09 June 2014

Julia Gillard’s buried story unearthed

Former prime minister Julia Gillard.
Former prime minister Julia Gillard. Source: News Corp Australia
 
THE witness list for this week’s hearings of the royal commission into union corruption should shame the journalists who for so long protected Julia Gillard. 

It should especially shame the ABC, so quiet on the former prime minister’s links to the Australian Workers’ Union slush fund scandal.

The ABC used to sniff at claims that Gillard had a case to answer, even though she’d given legal advice as a solicitor to her then boyfriend, AWU official Bruce Wilson, in creating the slush fund then used to rip off bosses.

No, no, it insisted: nor was there any need to inquire into other claims — such as money from Wilson’s fund, deceptively named the Australian Workers’ Union Workplace Reform Association, not just going to buy him a house but to pay for renovations to Gillard’s.

“Every allegation ... has been aired, and dealt with publicly by Julia Gillard, multiple times,” the ABC’s Media Watch falsely claimed in 2011.

“It’s a house of cards,” agreed the ABC’s Jon Faine in 2012.

To viewers who asked why the ABC wouldn’t even say Victorian police were investigating, the ABC sent this letter in 2013: “Reporting that the prime minister of the nation is under police investigation is an enormously significant call to make. It cannot be made on supposition, on rumour, or on hearsay.”

To other viewers protesting at the blackout, it wrote: “To the extent that it may touch tangentially on a former role of the Prime Minister ... the ABC is unaware of any allegation in the public domain which goes to the Prime Minister’s integrity.”

True, Gillard has denied doing anything improper, and says she did not know what Wilson did with his fund after she’d advised on its creation.

She also denies benefiting from his alleged frauds and says she paid for her renovations herself.

But does that excuse the ABC — and other media outlets — from not asking further questions? For treating this scandal as “all dredged up and nowhere to go”, as the ABC asserted?

Victoria Police certainly doesn’t think the matter is dead. Victoria’s Chief Magistrate didn’t think so, either, and last December gave police access to documents seized from Slater & Gordon, ruling they were “prepared in furtherance of the commission of a fraud or an offence”.

Nor does the royal commission think there’s nothing left to learn, and its witness list this week suggests Gillard is a particular focus of its inquiries.

It includes the Fair Work Commissioner Ian Cambridge who, ever since he was an AWU national secretary in the 1990s, has demanded such an inquiry into the scandal he tried to uncover.

There’s also Olive Palmer, a paralegal working with Gillard at Slater & Gordon when Gillard advised on the slush fund, attended an auction of the house her boyfriend bought with the fund’s cash, and witnessed a power of attorney relating to the sale.

Then there’s Konstantinos Spyridis, the builder who worked on Gillard’s renovations.

There’s another tradesman, Athol James, who also worked on Gillard’s house and from whom, Gillard later told worried partners at Slater & Gordon, she couldn’t recall getting an invoice.

There’s Wayne Hem, the AWU official who told The Australian he’d paid $5000 from Wilson into Gillard’s bank account.

Of course, just because the royal commission is calling these witnesses does not mean allegations against Gillard have any substance.

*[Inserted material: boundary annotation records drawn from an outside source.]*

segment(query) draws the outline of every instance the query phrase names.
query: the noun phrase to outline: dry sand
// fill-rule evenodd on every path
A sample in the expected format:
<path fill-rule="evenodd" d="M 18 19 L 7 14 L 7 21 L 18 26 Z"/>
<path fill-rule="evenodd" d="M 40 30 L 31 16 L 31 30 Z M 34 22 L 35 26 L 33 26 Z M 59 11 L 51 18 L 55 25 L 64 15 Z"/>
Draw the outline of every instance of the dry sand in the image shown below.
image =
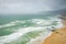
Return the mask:
<path fill-rule="evenodd" d="M 54 31 L 51 36 L 46 37 L 43 44 L 66 44 L 66 21 L 63 21 L 63 28 Z"/>

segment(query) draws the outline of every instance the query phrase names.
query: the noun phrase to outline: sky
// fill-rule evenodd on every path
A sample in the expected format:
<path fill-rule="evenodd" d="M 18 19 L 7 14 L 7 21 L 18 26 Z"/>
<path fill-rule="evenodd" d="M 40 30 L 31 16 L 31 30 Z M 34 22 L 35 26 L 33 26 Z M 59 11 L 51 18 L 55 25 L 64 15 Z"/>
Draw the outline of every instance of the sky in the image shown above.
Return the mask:
<path fill-rule="evenodd" d="M 66 0 L 0 0 L 0 14 L 38 13 L 66 9 Z"/>

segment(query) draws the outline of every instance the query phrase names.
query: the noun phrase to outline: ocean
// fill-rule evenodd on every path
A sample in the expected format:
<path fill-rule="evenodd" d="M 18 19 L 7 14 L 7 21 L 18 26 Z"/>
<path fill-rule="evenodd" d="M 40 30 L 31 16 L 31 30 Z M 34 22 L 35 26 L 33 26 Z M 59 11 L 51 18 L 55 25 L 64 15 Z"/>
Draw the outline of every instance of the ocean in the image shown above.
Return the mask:
<path fill-rule="evenodd" d="M 0 15 L 0 44 L 29 44 L 62 26 L 58 15 Z M 42 38 L 43 40 L 43 38 Z"/>

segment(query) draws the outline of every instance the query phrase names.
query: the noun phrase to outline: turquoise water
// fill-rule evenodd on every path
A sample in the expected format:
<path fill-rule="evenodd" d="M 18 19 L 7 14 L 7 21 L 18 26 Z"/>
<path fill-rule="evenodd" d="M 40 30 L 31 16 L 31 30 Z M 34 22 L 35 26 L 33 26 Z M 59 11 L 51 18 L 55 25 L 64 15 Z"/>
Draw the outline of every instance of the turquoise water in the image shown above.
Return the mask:
<path fill-rule="evenodd" d="M 0 44 L 26 44 L 52 26 L 61 26 L 57 15 L 0 15 Z"/>

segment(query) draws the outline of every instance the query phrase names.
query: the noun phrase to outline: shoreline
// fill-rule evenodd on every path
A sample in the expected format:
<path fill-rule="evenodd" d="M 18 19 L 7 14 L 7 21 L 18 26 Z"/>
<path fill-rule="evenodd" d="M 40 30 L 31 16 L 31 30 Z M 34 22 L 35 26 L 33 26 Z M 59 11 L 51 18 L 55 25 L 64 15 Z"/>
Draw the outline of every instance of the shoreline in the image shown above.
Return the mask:
<path fill-rule="evenodd" d="M 66 44 L 66 21 L 62 20 L 63 26 L 56 29 L 51 36 L 46 37 L 43 44 Z"/>

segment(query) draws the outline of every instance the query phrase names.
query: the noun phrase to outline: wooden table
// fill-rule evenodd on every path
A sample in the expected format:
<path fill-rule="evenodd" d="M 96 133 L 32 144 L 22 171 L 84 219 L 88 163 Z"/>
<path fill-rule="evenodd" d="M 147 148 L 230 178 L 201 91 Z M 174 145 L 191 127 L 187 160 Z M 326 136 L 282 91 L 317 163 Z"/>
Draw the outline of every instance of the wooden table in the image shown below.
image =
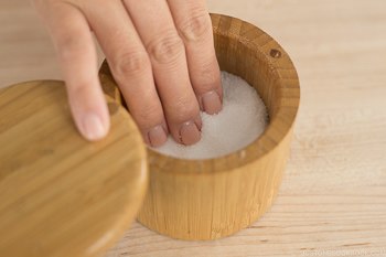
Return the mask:
<path fill-rule="evenodd" d="M 180 242 L 136 223 L 106 257 L 386 256 L 386 2 L 210 0 L 271 34 L 298 68 L 302 103 L 274 207 L 238 234 Z M 0 86 L 58 78 L 26 0 L 0 2 Z"/>

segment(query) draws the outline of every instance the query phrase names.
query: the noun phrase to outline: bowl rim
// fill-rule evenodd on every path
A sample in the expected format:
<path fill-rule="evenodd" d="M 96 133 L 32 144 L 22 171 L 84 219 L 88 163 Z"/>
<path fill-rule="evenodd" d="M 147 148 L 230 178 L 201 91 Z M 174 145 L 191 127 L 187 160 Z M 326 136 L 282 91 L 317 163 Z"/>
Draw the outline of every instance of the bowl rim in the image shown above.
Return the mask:
<path fill-rule="evenodd" d="M 148 163 L 154 165 L 160 172 L 173 173 L 175 175 L 185 175 L 192 173 L 213 174 L 217 172 L 226 172 L 236 168 L 247 165 L 258 159 L 261 159 L 272 152 L 287 138 L 293 128 L 296 117 L 300 105 L 300 85 L 297 69 L 281 45 L 272 39 L 268 33 L 237 18 L 211 13 L 214 34 L 237 39 L 248 49 L 254 49 L 254 57 L 262 60 L 269 66 L 269 72 L 278 79 L 275 82 L 279 92 L 278 110 L 265 131 L 248 146 L 235 152 L 230 152 L 221 157 L 207 159 L 182 159 L 173 156 L 165 156 L 158 151 L 148 149 Z M 245 25 L 247 33 L 243 35 L 235 33 L 224 24 L 235 24 L 235 26 Z M 264 44 L 258 44 L 253 39 L 264 35 L 267 40 Z M 274 51 L 274 52 L 272 52 Z M 275 52 L 276 51 L 276 52 Z M 279 52 L 279 57 L 276 55 Z M 105 60 L 99 75 L 104 76 L 105 82 L 116 85 L 111 73 L 106 69 L 107 62 Z M 110 81 L 109 81 L 110 79 Z M 109 82 L 108 82 L 109 81 Z M 277 129 L 277 126 L 281 129 Z M 152 169 L 150 169 L 151 172 Z M 182 170 L 182 171 L 181 171 Z"/>

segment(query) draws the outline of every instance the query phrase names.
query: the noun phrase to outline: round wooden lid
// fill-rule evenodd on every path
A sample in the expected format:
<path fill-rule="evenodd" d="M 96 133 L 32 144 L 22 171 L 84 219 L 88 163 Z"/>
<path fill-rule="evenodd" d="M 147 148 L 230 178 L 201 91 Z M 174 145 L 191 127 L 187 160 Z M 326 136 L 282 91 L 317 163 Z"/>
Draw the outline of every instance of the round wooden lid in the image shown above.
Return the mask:
<path fill-rule="evenodd" d="M 128 113 L 108 103 L 111 130 L 88 142 L 62 82 L 0 90 L 0 256 L 99 256 L 143 200 L 146 148 Z"/>

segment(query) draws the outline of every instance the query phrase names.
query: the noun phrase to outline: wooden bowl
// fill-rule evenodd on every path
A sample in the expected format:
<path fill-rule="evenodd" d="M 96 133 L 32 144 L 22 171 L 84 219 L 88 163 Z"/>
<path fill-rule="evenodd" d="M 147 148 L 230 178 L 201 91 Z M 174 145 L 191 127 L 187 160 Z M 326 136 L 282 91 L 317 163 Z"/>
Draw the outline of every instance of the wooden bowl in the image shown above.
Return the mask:
<path fill-rule="evenodd" d="M 260 217 L 277 195 L 299 107 L 299 79 L 283 49 L 242 20 L 211 14 L 221 69 L 254 86 L 269 125 L 253 143 L 230 154 L 183 160 L 148 149 L 150 186 L 138 215 L 144 226 L 181 239 L 232 235 Z M 122 103 L 105 62 L 105 92 Z"/>

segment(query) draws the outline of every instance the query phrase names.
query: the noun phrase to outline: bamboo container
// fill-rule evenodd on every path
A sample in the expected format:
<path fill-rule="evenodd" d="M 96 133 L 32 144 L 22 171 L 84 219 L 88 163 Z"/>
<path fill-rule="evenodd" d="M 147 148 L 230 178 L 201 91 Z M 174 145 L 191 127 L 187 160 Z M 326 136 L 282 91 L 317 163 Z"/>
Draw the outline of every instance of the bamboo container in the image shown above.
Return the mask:
<path fill-rule="evenodd" d="M 299 107 L 299 79 L 285 50 L 247 22 L 211 18 L 221 68 L 257 89 L 270 121 L 253 143 L 221 158 L 183 160 L 148 148 L 150 185 L 138 221 L 180 239 L 228 236 L 267 212 L 278 193 Z M 105 93 L 122 104 L 106 62 L 99 75 Z"/>

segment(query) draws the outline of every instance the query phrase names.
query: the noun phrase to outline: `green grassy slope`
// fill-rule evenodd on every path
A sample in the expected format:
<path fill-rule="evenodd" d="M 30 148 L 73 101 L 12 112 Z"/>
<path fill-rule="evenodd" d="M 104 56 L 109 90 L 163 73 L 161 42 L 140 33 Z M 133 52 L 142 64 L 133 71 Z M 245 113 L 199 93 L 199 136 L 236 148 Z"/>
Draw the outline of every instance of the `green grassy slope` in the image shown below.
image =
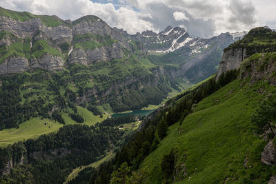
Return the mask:
<path fill-rule="evenodd" d="M 2 16 L 10 17 L 14 20 L 19 20 L 21 21 L 26 21 L 34 18 L 39 18 L 46 26 L 54 27 L 61 25 L 68 27 L 71 26 L 71 25 L 66 23 L 57 16 L 34 15 L 27 12 L 16 12 L 0 7 L 0 17 Z"/>
<path fill-rule="evenodd" d="M 106 114 L 103 114 L 102 118 L 95 116 L 91 112 L 81 107 L 78 107 L 78 113 L 85 119 L 81 124 L 87 125 L 92 125 L 97 122 L 101 123 L 108 117 Z M 62 117 L 65 125 L 78 124 L 66 113 L 63 113 Z M 35 139 L 42 134 L 57 132 L 62 126 L 63 126 L 63 124 L 48 119 L 32 118 L 21 123 L 19 128 L 5 129 L 0 131 L 0 147 L 28 139 Z"/>
<path fill-rule="evenodd" d="M 149 182 L 161 183 L 161 161 L 172 149 L 177 150 L 177 183 L 267 182 L 275 167 L 261 163 L 266 143 L 254 134 L 250 120 L 257 101 L 266 94 L 255 92 L 259 88 L 268 93 L 275 88 L 262 82 L 249 86 L 236 80 L 202 100 L 181 125 L 170 126 L 141 166 L 150 167 Z"/>

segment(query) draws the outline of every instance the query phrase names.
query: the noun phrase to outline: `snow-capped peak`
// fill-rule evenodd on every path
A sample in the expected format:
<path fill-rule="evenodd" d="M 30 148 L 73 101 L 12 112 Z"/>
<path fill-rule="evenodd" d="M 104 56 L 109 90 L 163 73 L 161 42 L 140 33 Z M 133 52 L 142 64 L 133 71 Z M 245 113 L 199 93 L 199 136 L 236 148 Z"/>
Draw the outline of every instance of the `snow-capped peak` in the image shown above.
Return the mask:
<path fill-rule="evenodd" d="M 244 35 L 247 34 L 248 32 L 246 31 L 242 31 L 242 32 L 233 32 L 233 33 L 229 33 L 230 36 L 232 36 L 233 39 L 235 40 L 236 39 L 242 39 Z"/>

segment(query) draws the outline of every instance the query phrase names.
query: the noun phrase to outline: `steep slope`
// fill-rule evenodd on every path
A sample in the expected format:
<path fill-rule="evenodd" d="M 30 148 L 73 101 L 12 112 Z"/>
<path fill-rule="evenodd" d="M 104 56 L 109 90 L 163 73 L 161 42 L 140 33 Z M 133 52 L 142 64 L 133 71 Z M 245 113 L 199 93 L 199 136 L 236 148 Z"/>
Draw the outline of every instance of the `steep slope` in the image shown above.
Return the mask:
<path fill-rule="evenodd" d="M 158 105 L 213 74 L 236 39 L 193 39 L 177 27 L 129 35 L 95 16 L 71 21 L 2 8 L 0 19 L 0 130 L 75 105 L 101 114 Z"/>
<path fill-rule="evenodd" d="M 172 150 L 176 183 L 267 182 L 273 171 L 261 162 L 266 143 L 254 134 L 250 118 L 257 102 L 275 88 L 248 85 L 239 81 L 228 84 L 198 103 L 181 125 L 170 127 L 159 147 L 140 166 L 149 166 L 149 183 L 161 183 L 162 159 Z M 256 92 L 260 88 L 266 91 L 262 95 Z"/>
<path fill-rule="evenodd" d="M 133 181 L 140 176 L 144 183 L 273 181 L 276 147 L 275 139 L 270 140 L 273 133 L 268 127 L 260 134 L 252 116 L 259 102 L 275 98 L 274 34 L 264 28 L 253 29 L 226 48 L 246 48 L 239 65 L 226 68 L 218 79 L 214 76 L 169 100 L 143 122 L 113 161 L 91 172 L 90 183 L 121 179 L 119 174 L 128 173 L 124 170 L 128 165 L 135 172 L 126 178 Z M 248 38 L 253 42 L 247 43 Z M 225 62 L 235 61 L 235 54 Z M 271 123 L 273 130 L 274 125 Z"/>

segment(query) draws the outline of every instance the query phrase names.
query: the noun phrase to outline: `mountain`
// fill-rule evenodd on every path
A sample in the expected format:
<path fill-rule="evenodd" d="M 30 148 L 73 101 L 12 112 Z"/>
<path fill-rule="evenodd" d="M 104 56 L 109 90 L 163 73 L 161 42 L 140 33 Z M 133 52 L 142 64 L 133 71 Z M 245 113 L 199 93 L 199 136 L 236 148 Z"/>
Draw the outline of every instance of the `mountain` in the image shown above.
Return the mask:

The witnesses may all clear her.

But it does suggest there is much still to find out — on oath — that so many journalists were strangely disinclined to learn.

It wasn’t just the ABC. Channel Nine’s Laurie Oakes declared Gillard had “answered every question” about the scandal. Michelle Grattan, the Fairfax veteran, claimed “her answers were credible”.

Sky News presenter Peter van Onselen told Gillard: “I believe you that you did nothing wrong.”

And this has been going on since 2007, when The Australian’s Glenn Milne became one of the rare journalists to mention the scandal.

Gillard told her biographer Jacqueline Kent: “Over the next two or three days, I received phone calls from many of the biggest names in the Canberra press gallery expressing absolute disbelief that such things were said (by Milne).

“Nobody followed up the story. It just died.”

And almost no journalists protested, either, when Milne was later dumped as an ABC commentator — and Michael Smith sacked as a Fairfax radio host — for trying to cover Gillard’s role again.

Well, now there are two scandals which need answers.

One centres on the slush fund. The other is that many senior journalists of the Left didn’t just ignore this story, but helped to nearly bury it.

heraldsun.com.au 9 Jun 2014

The ex prime minister's crimes are of major significance to such an extent that they are hushed by all involved including the policy enforcers (police).

Julia Gillard has committed enough offences to be charged with TREASON, but the authorities are doing NOTHING about it.

These actions show that the corruption is deep within the system, including Victoria Police.

Another win for the corrupt government at large, and fraudulently in power.